Total number of records: 1000
Missing 'JOB_TITLE' entries: 0


# Language Detection Methods


* Using FastText



In [4]:
!pip install fasttext

import fasttext

!wget -q -O lid.176.ftz https://dl.fbaipublicfiles.com/fasttext/supervised-models/lid.176.ftz

model_fasttext = fasttext.load_model('lid.176.ftz')

def detect_language_fasttext(text):
    prediction = model_fasttext.predict(text.replace('\n', ' '), k=1)
    lang = prediction[0][0].replace('__label__', '')
    return lang




* Using langdetect



In [5]:
!pip install langdetect

from langdetect import detect, DetectorFactory
DetectorFactory.seed = 0  

def detect_language_langdetect(text):
    try:
        return detect(text)
    except:
        return 'unknown'




* Using langid

In [6]:
!pip install langid

import langid

def detect_language_langid(text):
    lang, score = langid.classify(text)
    return lang




# Measuring Resource Usage


In [7]:
import time

start_time = time.time()
df['lang_fasttext'] = df['JOB_TITLE'].apply(detect_language_fasttext)
time_fasttext = time.time() - start_time
print(f"FastText - Time taken: {time_fasttext:.2f} seconds")

start_time = time.time()
df['lang_langdetect'] = df['JOB_TITLE'].apply(detect_language_langdetect)
time_langdetect = time.time() - start_time
print(f"langdetect - Time taken: {time_langdetect:.2f} seconds")

start_time = time.time()
df['lang_langid'] = df['JOB_TITLE'].apply(detect_language_langid)
time_langid = time.time() - start_time
print(f"langid - Time taken: {time_langid:.2f} seconds")


FastText - Time taken: 0.02 seconds
langdetect - Time taken: 18.60 seconds
langid - Time taken: 5.53 seconds


# Comparing Results

In [8]:
df['is_english_fasttext'] = df['lang_fasttext'] == 'en'
df['is_english_langdetect'] = df['lang_langdetect'] == 'en'
df['is_english_langid'] = df['lang_langid'] == 'en'

df['all_agree'] = df[['is_english_fasttext', 'is_english_langdetect', 'is_english_langid']].nunique(axis=1) == 1

agreement_rate = df['all_agree'].mean() * 100
print(f"Methods agree on {agreement_rate:.2f}% of the records.")
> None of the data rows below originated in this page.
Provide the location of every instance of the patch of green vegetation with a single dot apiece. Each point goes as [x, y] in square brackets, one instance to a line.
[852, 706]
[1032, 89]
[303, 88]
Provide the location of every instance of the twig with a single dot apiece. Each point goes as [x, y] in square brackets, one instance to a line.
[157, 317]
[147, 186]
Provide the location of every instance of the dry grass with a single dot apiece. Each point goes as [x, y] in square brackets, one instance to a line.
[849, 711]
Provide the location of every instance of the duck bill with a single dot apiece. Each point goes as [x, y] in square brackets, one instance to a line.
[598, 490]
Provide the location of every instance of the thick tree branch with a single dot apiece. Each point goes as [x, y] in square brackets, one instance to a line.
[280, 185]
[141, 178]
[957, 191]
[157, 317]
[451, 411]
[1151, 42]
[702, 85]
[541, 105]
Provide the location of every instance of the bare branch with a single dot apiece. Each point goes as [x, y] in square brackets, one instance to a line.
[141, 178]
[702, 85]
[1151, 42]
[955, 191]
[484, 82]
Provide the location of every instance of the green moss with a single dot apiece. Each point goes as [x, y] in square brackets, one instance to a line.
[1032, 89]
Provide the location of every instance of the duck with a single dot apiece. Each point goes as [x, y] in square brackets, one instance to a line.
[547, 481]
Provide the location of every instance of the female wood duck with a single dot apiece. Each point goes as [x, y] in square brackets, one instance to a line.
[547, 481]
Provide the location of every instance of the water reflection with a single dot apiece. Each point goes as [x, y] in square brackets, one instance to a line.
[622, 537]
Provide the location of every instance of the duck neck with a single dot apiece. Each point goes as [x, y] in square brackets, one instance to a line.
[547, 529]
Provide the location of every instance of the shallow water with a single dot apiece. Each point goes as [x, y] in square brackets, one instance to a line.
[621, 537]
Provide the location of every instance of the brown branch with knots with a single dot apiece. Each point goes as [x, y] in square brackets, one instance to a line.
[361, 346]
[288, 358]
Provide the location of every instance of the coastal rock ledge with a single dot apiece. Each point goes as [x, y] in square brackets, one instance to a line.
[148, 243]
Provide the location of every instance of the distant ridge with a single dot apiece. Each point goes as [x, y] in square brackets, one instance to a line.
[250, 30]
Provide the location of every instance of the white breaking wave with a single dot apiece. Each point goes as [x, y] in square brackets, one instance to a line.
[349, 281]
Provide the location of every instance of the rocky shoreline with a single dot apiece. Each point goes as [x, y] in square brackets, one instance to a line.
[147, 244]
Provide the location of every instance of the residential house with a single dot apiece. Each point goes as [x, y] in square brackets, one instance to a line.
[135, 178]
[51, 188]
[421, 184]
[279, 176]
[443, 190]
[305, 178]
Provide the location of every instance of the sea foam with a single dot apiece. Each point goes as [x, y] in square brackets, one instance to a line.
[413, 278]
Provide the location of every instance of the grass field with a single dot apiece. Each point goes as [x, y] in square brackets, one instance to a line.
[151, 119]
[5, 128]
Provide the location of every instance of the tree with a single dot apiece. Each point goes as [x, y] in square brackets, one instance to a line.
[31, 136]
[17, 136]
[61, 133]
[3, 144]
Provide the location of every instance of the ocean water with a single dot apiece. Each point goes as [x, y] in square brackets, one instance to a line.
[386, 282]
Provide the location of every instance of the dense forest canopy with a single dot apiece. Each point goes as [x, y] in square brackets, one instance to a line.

df_discrepancies = df[~df['all_agree']]

print(f"Number of discrepancies: {len(df_discrepancies)}")

df_discrepancies[['JOB_TITLE', 'lang_fasttext', 'lang_langdetect', 'lang_langid']].head(10)


Methods agree on 35.80% of the records.
Number of discrepancies: 642


Unnamed: 0,JOB_TITLE,lang_fasttext,lang_langdetect,lang_langid
0,project manager,en,hr,en
1,manager,en,tl,en
2,owner,en,pl,en
3,intern,en,de,en
4,software engineer,en,af,en
5,assistant manager,en,en,fr
6,sales associate,en,it,fr
7,customer service representative,en,en,sv
9,administrative assistant,en,pt,en
11,consultant,en,it,en


# Initial conclusion

* Fast shows greater efficiency in terms of accuracy and processing time. So we will use it for the second step which is to detect the language in the top 50% of the most frequent titles.